Unique Body Positions That Can Clear That Pesky Frog In Your Throat

Phlegm. Snot. Mucus. This slimy substance that your body produces seems rather gross, but your body needs mucus to lubricate your lungs, throat, and nose so they don't dry out. Mucus also filters out bacteria, dust, and allergens from your body. When you inhale these foreign substances, the mucus gathers them from your lungs and pushes them towards your throat. You then swallow the mucus, where these substances pass through your digestive system, according to the National Institutes of Health.

You probably aren't aware of this mucus until you get sick. Your mucus membranes become inflamed, making it harder to breathe. The mucus becomes thicker and stickier because it's also carrying both bacteria and infection-fighting cells. Your body is also producing more mucus, which often results in a runny nose and a heavy cough. Sometimes that mucus can be stubborn in your lungs, and your cough seems unproductive. Healthline says you can help clear this excess mucus from your body through postural drainage, where you place your body so that gravity helps move the mucus into your central airway so you can cough it out. The postural drainage positions situate your chest lower than your hips.
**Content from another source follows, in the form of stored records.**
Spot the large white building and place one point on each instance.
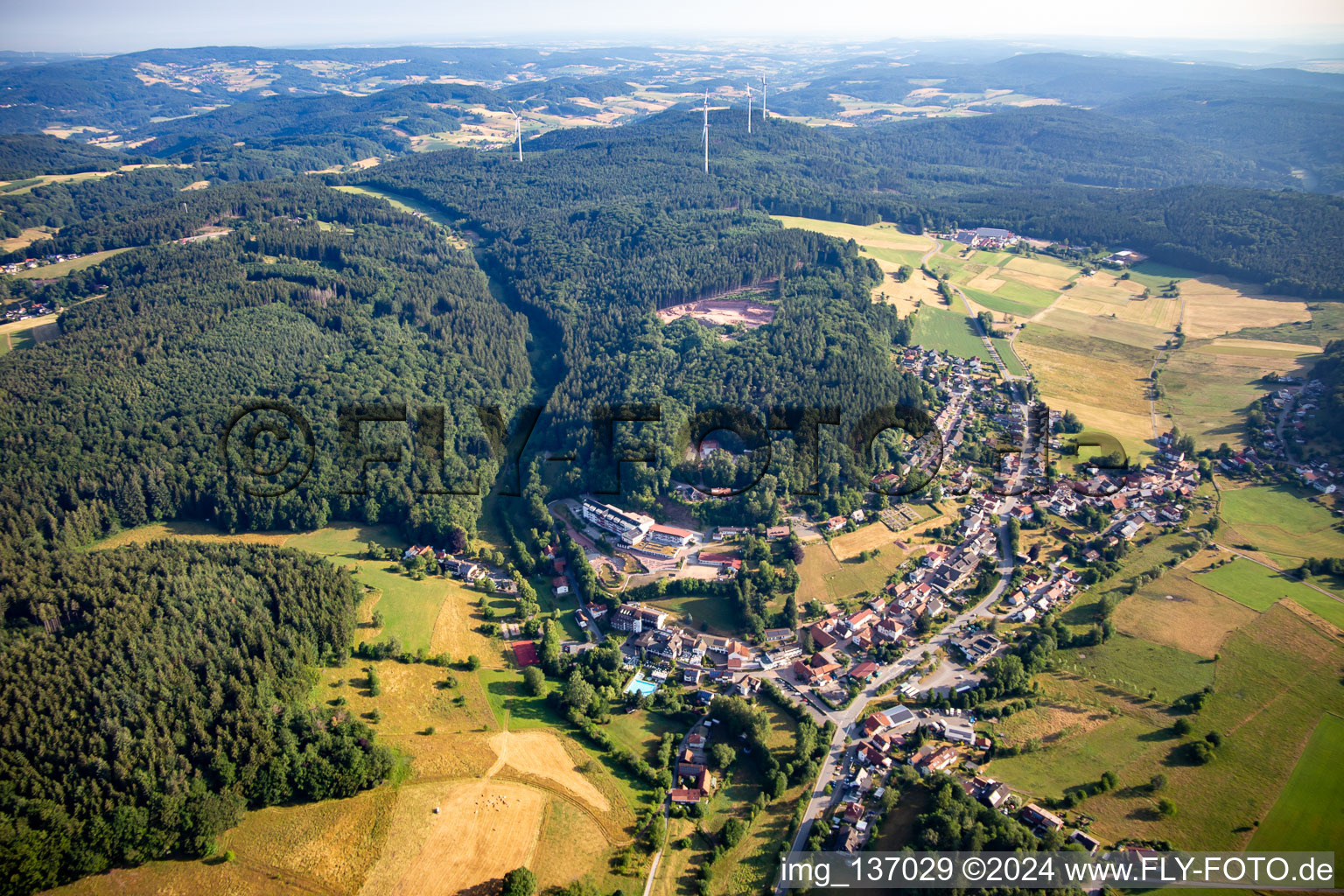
(631, 528)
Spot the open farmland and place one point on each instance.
(1280, 520)
(1178, 612)
(1254, 586)
(1276, 677)
(1102, 382)
(1210, 386)
(948, 331)
(1298, 816)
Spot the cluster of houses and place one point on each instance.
(463, 569)
(988, 238)
(23, 311)
(29, 263)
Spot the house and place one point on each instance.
(863, 672)
(1038, 817)
(877, 722)
(1086, 841)
(634, 617)
(820, 637)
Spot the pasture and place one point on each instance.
(1180, 612)
(1210, 386)
(1215, 306)
(828, 579)
(1274, 673)
(60, 269)
(1254, 586)
(1101, 381)
(948, 331)
(1306, 815)
(1280, 519)
(1140, 667)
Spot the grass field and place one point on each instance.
(711, 614)
(1010, 358)
(1208, 387)
(1254, 586)
(1075, 760)
(1306, 813)
(1141, 667)
(1215, 305)
(1101, 381)
(60, 269)
(948, 331)
(1281, 520)
(1178, 612)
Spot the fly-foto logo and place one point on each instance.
(269, 448)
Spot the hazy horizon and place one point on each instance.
(73, 25)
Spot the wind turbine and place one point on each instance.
(704, 135)
(518, 132)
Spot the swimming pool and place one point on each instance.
(641, 685)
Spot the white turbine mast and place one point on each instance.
(704, 135)
(518, 132)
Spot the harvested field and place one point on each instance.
(1215, 305)
(721, 312)
(483, 830)
(1179, 612)
(538, 751)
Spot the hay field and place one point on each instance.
(869, 537)
(1101, 381)
(1068, 316)
(1277, 676)
(1215, 305)
(1179, 612)
(1280, 520)
(539, 752)
(483, 830)
(1208, 387)
(882, 235)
Two postural drainage positions

You can practice these postural drainage positions on the bed or on the floor. You'll need a wedge pillow, a large stack of pillows, or a stability ball to elevate your hips. Set up the pillows (or ball) and drape your torso over them, face down. Your body should look like an inverted V with your hips higher than your chest. Fold your forearms on top of one another and rest your head on them like a pillow. Hold this position for five minutes, breathing in through the nose and blowing out through the mouth on the exhale as you puff your cheeks. This posture drains the mucus from the back of your lungs (per XO Physical Therapy).
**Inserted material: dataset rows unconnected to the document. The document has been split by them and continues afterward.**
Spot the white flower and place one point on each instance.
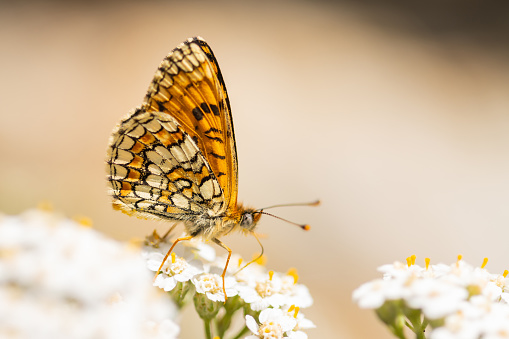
(273, 324)
(274, 290)
(61, 280)
(212, 285)
(435, 298)
(373, 294)
(175, 269)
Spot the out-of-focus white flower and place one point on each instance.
(435, 298)
(373, 294)
(274, 290)
(273, 323)
(59, 279)
(212, 285)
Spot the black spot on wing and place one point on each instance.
(198, 114)
(222, 157)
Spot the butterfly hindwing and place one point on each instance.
(156, 169)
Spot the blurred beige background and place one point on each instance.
(397, 118)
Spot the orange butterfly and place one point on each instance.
(175, 158)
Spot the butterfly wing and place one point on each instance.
(156, 170)
(188, 85)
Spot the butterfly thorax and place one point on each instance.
(210, 226)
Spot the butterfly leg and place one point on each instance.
(168, 254)
(255, 259)
(220, 243)
(163, 238)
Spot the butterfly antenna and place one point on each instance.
(305, 227)
(313, 203)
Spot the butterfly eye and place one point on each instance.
(247, 220)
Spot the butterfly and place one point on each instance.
(174, 158)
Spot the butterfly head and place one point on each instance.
(249, 219)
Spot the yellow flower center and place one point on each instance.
(270, 330)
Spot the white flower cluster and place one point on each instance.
(456, 301)
(275, 299)
(59, 279)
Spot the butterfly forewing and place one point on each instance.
(188, 85)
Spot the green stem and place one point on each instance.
(208, 333)
(418, 326)
(241, 333)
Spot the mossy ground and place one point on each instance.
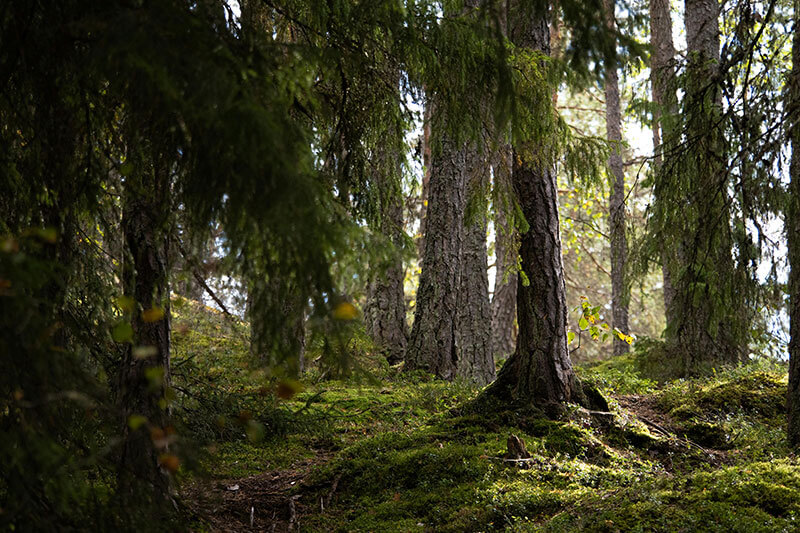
(393, 454)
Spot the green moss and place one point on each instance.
(618, 375)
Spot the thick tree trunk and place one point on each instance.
(144, 373)
(506, 250)
(703, 331)
(431, 345)
(473, 312)
(385, 312)
(426, 178)
(792, 222)
(616, 208)
(662, 75)
(450, 335)
(539, 373)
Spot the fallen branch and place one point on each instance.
(292, 512)
(333, 489)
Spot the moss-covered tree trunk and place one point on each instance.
(792, 222)
(473, 311)
(709, 320)
(450, 335)
(385, 312)
(616, 207)
(506, 251)
(539, 373)
(662, 76)
(145, 367)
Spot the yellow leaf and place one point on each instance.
(169, 462)
(288, 388)
(144, 352)
(126, 303)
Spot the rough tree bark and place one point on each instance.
(145, 369)
(506, 246)
(450, 335)
(539, 373)
(474, 316)
(616, 208)
(506, 241)
(704, 277)
(792, 222)
(431, 345)
(662, 76)
(385, 312)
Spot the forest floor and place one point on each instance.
(391, 452)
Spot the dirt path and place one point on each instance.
(263, 502)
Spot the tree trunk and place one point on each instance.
(385, 312)
(474, 316)
(662, 75)
(506, 250)
(792, 222)
(616, 209)
(703, 331)
(431, 345)
(144, 372)
(539, 373)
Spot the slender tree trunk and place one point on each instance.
(474, 316)
(451, 332)
(616, 215)
(539, 373)
(144, 372)
(385, 310)
(426, 178)
(792, 222)
(431, 345)
(506, 250)
(704, 332)
(662, 76)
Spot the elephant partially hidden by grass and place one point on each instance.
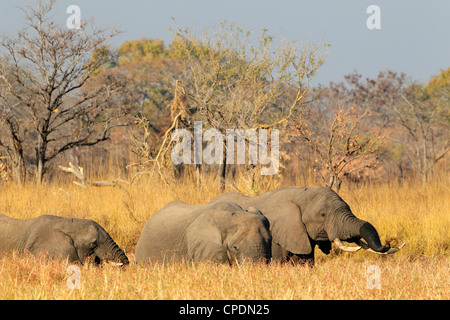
(301, 218)
(221, 232)
(57, 237)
The second posture is similar to the first, but you'll roll onto one side as you keep both hips elevated above your torso. Fold the bottom arm so it reaches the lower ribs of the opposite side of your torso. The top arm can rest towards your head. Doing this postural drainage position on the side helps to clear the mucus from the elevated side of your body. Rest in this position for three to five minutes, slowly breathing in through the nose and out of the mouth. Both positions are best done in the morning before breakfast or on an empty stomach before bed.

A body position to help expand the lungs

When you're sick, you're usually cooped up in bed while your body doesn't get a chance to stretch. Stretching the spine not only relieves tension but also allows air to flow into areas in the lungs with stuck mucus, according to Pari. The supported screw is essentially a lying twist.

Lie in your bed or on the floor with your knees bent. Drop your torso and knees to one side, then raise your top arm towards the ceiling. Slowly lower your top arm and twist your torso to the opposite side of your knees. If your shoulder or arm doesn't reach the opposite side, place a pillow underneath. Hold for at least 30 seconds while being mindful of the breath moving and expanding through your lungs. Repeat on the opposite side.

While these postures might alleviate some of the stuck mucus, see a doctor if your coughing is non-stop or if you have a fever, according to Healthline. Take note of the color of your mucus. Brown, bloody, or smelly mucus is another sign to call your doctor.